A bonus of the inscription is that it gives the names of the eponymous heads of state of Carthage, the so-called suffetes (šofetim), for this year: Ešmûn-‘amos and Ḥanno (lines 8–9).

The importance of this inscription was described by Schmitz:

 A convergence of classical historiography with Greek and Punic epigraphy would be unique in the prosopography of fifth-century Sicily and of considerable interest to classical historians as well as to Semitists. (p. 4)

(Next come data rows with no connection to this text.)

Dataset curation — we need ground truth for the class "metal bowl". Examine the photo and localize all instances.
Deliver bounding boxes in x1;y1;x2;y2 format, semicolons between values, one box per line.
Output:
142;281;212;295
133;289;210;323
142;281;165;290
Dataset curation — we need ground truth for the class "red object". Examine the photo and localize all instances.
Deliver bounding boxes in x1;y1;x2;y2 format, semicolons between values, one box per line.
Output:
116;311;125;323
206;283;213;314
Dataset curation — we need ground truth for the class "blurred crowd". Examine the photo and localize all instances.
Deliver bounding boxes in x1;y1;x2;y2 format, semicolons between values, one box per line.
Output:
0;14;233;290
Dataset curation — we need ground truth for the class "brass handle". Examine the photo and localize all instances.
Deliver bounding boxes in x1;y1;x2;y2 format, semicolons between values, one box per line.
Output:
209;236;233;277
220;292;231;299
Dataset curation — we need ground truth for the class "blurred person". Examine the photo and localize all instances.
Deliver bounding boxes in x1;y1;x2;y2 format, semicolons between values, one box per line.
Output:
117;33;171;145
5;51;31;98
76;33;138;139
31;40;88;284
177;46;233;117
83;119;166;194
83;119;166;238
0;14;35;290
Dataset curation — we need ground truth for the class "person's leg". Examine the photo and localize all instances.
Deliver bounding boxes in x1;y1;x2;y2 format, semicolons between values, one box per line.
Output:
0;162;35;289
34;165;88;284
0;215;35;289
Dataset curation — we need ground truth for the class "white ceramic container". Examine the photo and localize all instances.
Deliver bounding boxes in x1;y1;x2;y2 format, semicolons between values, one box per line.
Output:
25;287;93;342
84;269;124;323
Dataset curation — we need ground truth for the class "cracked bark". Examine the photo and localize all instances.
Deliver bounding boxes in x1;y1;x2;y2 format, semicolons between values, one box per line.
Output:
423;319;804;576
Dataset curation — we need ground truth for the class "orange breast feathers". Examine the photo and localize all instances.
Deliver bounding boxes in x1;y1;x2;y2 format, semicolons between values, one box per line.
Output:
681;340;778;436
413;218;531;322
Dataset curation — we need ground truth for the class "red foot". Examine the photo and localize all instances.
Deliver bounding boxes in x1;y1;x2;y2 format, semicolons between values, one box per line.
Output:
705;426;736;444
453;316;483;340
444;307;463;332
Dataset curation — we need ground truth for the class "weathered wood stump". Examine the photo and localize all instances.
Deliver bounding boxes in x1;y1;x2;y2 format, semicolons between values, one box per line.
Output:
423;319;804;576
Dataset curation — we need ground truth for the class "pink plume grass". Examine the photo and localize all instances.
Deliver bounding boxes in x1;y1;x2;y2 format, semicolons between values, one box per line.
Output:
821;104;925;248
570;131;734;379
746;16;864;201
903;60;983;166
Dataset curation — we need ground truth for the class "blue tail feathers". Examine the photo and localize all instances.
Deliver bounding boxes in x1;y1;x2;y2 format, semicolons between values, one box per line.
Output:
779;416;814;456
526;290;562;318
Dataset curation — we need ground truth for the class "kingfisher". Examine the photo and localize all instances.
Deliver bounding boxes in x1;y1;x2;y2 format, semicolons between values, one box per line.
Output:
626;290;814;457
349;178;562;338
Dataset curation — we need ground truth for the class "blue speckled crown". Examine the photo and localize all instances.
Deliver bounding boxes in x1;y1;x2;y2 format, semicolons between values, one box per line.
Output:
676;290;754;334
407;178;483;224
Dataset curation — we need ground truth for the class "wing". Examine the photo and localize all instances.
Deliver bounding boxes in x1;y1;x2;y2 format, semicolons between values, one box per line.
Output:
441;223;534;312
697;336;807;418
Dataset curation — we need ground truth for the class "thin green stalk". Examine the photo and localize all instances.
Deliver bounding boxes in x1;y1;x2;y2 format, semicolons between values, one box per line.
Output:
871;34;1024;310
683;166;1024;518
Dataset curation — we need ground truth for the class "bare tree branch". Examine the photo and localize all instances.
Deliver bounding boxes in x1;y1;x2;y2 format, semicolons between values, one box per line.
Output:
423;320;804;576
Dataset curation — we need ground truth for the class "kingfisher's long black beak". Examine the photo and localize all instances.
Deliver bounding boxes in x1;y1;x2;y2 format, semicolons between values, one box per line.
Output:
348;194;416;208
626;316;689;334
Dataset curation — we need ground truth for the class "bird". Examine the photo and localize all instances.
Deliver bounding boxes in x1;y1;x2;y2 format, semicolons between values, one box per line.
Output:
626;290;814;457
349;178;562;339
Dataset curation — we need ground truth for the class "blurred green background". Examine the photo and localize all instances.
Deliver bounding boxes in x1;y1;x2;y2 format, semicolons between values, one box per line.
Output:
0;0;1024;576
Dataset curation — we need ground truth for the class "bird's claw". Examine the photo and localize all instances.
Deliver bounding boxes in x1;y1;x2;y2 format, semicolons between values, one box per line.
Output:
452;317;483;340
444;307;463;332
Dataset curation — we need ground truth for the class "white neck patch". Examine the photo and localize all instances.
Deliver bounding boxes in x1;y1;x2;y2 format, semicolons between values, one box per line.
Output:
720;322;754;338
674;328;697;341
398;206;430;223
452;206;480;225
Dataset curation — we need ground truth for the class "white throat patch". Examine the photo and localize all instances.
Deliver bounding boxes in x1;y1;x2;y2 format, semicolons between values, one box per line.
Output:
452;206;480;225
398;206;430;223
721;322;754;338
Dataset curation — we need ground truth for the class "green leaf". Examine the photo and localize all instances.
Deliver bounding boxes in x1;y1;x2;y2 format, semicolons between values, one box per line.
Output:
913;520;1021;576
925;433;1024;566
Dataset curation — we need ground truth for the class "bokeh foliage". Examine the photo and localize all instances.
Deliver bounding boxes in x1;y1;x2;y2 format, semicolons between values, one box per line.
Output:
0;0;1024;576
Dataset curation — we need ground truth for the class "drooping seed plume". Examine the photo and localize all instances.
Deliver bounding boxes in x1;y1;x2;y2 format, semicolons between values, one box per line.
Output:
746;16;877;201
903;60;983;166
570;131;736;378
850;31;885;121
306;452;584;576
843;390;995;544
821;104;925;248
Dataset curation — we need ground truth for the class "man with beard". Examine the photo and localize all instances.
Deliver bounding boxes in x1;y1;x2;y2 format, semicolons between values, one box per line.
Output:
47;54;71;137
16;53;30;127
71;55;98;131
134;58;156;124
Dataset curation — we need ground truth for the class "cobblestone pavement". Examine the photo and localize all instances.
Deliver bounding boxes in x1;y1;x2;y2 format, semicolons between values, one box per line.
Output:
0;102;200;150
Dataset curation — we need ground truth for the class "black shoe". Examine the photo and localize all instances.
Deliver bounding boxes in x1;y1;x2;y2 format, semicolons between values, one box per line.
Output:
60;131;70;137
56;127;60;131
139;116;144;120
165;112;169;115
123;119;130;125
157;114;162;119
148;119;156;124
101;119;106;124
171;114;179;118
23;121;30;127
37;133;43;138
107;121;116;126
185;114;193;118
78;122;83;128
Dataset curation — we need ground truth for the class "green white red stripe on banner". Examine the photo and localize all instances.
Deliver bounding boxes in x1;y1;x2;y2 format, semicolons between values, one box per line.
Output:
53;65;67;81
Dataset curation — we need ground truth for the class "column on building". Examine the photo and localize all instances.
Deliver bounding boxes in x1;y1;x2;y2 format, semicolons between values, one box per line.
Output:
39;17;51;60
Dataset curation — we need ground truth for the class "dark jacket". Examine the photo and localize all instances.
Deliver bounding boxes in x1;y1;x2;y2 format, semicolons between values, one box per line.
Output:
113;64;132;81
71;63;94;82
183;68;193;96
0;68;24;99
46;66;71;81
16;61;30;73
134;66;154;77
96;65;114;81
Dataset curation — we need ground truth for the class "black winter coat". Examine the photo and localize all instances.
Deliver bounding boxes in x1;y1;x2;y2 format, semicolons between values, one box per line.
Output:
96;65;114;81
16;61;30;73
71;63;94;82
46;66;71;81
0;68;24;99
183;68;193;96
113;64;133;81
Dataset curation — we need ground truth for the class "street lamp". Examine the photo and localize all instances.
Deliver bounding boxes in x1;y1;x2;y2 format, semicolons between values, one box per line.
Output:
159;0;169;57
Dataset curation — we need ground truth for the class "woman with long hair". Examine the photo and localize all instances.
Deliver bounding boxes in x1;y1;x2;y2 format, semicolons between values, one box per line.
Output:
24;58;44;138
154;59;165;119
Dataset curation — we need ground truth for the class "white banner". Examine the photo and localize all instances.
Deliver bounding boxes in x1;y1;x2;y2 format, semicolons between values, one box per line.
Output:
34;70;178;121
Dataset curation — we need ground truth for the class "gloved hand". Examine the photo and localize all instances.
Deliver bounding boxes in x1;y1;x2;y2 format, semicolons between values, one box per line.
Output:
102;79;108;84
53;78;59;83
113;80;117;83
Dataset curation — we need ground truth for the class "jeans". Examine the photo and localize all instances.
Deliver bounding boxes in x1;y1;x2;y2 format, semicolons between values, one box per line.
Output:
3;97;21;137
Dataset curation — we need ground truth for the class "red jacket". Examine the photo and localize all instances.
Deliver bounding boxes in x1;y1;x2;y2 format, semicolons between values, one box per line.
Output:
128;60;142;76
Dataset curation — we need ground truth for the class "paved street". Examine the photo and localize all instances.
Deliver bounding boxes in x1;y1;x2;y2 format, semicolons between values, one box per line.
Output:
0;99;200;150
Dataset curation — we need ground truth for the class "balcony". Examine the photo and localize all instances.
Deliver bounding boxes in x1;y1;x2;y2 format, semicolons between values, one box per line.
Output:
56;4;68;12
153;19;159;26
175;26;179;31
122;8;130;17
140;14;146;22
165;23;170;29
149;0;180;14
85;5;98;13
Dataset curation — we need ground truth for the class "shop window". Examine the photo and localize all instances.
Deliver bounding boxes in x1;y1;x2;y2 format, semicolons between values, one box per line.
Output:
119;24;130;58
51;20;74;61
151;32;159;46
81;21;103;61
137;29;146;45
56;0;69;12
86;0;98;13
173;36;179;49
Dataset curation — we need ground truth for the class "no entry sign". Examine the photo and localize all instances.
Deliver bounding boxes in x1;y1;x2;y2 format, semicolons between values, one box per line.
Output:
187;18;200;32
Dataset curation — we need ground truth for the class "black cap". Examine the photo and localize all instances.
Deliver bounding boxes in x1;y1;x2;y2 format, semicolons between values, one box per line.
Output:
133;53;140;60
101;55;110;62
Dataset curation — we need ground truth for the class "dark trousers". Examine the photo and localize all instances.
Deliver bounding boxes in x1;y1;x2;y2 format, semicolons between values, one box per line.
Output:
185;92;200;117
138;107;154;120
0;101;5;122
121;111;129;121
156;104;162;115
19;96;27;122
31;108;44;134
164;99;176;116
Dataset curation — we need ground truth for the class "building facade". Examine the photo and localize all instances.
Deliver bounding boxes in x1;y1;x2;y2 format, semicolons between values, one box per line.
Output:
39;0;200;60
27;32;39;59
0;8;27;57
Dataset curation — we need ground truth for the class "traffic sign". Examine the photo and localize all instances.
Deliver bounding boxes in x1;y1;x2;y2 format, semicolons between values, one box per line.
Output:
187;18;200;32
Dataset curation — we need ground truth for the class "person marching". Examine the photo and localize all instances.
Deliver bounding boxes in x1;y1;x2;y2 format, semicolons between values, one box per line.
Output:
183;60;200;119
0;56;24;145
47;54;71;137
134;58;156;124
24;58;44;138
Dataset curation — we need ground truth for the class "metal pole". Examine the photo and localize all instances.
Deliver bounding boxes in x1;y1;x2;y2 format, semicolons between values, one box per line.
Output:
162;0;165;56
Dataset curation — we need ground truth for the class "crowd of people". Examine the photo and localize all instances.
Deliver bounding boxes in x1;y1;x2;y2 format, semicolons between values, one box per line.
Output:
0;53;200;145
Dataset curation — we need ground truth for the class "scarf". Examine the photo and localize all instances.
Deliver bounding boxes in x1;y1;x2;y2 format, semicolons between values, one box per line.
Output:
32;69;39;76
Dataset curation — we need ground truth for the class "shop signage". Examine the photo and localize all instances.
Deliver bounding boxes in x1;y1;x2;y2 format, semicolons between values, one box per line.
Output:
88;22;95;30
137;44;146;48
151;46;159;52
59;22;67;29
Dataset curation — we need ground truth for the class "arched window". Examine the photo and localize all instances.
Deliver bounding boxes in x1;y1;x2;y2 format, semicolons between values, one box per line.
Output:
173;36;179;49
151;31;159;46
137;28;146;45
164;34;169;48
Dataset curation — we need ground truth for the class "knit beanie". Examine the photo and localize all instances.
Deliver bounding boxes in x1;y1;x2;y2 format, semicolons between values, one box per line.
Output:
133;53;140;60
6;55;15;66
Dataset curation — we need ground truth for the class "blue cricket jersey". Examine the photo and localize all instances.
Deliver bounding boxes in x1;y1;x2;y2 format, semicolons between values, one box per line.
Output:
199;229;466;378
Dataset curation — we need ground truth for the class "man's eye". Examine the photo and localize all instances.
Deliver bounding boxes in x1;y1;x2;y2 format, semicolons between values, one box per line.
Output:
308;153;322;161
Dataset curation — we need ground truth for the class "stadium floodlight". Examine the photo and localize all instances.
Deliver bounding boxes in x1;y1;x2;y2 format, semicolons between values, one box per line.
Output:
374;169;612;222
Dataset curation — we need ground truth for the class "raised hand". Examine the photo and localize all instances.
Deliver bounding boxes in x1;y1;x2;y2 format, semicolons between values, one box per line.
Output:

The reference here to "Greek epigraphy" regards a Greek inscription from Athens and also from 406 BCE, mentioning Sicily and the names of the two Carthaginian generals. It was probably a probouleuma (draft resolution for the Athenian government), to send envoys to the Carthaginian generals asking them for help in the final phase of the Peloponnesian War.